If the scores are $2$ points for a correct answer and $-1$ point for a wrong answer then the score is $100$ for $50$ correct, $97$ for $49$ correct and so on, giving possible scores of

$$0, 1, 4, 7, \dots, 97, 100$$

Suppose that 4 students take the test and score

$$ 91, 97, 100, 100$$

Sadia chooses mode, Tyler chooses median and Joseph chooses arithmetic mean.

Suppose that 5 students take the test and score

$$91, 94, 97, 100, 100$$

Sadia chooses mode, Joseph chooses median and Tyler chooses arithmetic mean.

In these two cases each student is correct.

Proof that there is no choice in the averages.

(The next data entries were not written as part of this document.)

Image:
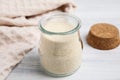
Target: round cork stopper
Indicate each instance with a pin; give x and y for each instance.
(103, 36)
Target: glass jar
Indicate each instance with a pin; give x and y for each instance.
(60, 45)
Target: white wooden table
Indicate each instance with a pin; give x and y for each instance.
(96, 64)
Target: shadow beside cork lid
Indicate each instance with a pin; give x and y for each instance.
(103, 36)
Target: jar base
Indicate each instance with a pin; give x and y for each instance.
(58, 75)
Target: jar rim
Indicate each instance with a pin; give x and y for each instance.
(77, 27)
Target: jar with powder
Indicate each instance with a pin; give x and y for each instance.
(60, 45)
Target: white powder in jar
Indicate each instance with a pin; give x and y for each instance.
(60, 54)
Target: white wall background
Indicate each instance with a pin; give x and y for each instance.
(97, 64)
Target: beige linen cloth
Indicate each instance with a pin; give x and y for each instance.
(18, 28)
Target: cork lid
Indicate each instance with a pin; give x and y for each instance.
(103, 36)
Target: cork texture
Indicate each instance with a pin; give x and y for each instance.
(103, 36)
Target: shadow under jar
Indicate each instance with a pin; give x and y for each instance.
(60, 45)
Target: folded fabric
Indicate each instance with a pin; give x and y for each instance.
(18, 28)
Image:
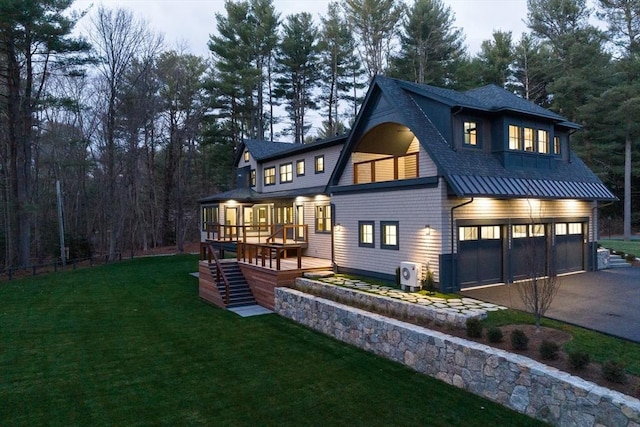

All students cannot score the same mark as then all three averages are the same, which is inconsistent with Tyler's position.

Sadia cannot then choose arithmetic mean, as this must be less than the maximum if all scores are not the same.

If Sadia chose the median then the median must be the maximum. If this is the case then at least half of the values equal the median, in which case Joseph must choose the arithmetic mean. However, this means that someone scores the mean, median and mode, which is inconsistent with Tyler's position. Therefore Sadia cannot choose the median.

Thus, if all three are to be simultaneously correct Sadia must always choose the mode, which must equal the highest score.

Thus, neither Joseph nor Tyler can then choose the mode, and they clearly cannot choose the same average.

Thus we have two cases:

1) Joseph chooses arithmetic mean and Tyler the median.

2) Joseph chooses median and Tyler chooses arithmetic mean.

The median is always an achieved score for an odd number of students.

Thus, if we have an odd number of students we must select case 2) to have a chance of satisfying Tyler. In this case the median must be unique to satisfy Joseph.

If we have an even number of students Joseph cannot choose the median: the median is only an achieved score for an even number of students if more than one student scores the median mark.

Thus, if we have an even number of students we must select case 1) to have a chance of satisfying Joseph. In this case the median must not be an achieved score to satisfy Tyler.

Note: This does not prove that the conditions can in fact be simultaneously met for various numbers of students; merely that there is no choice IF it is met.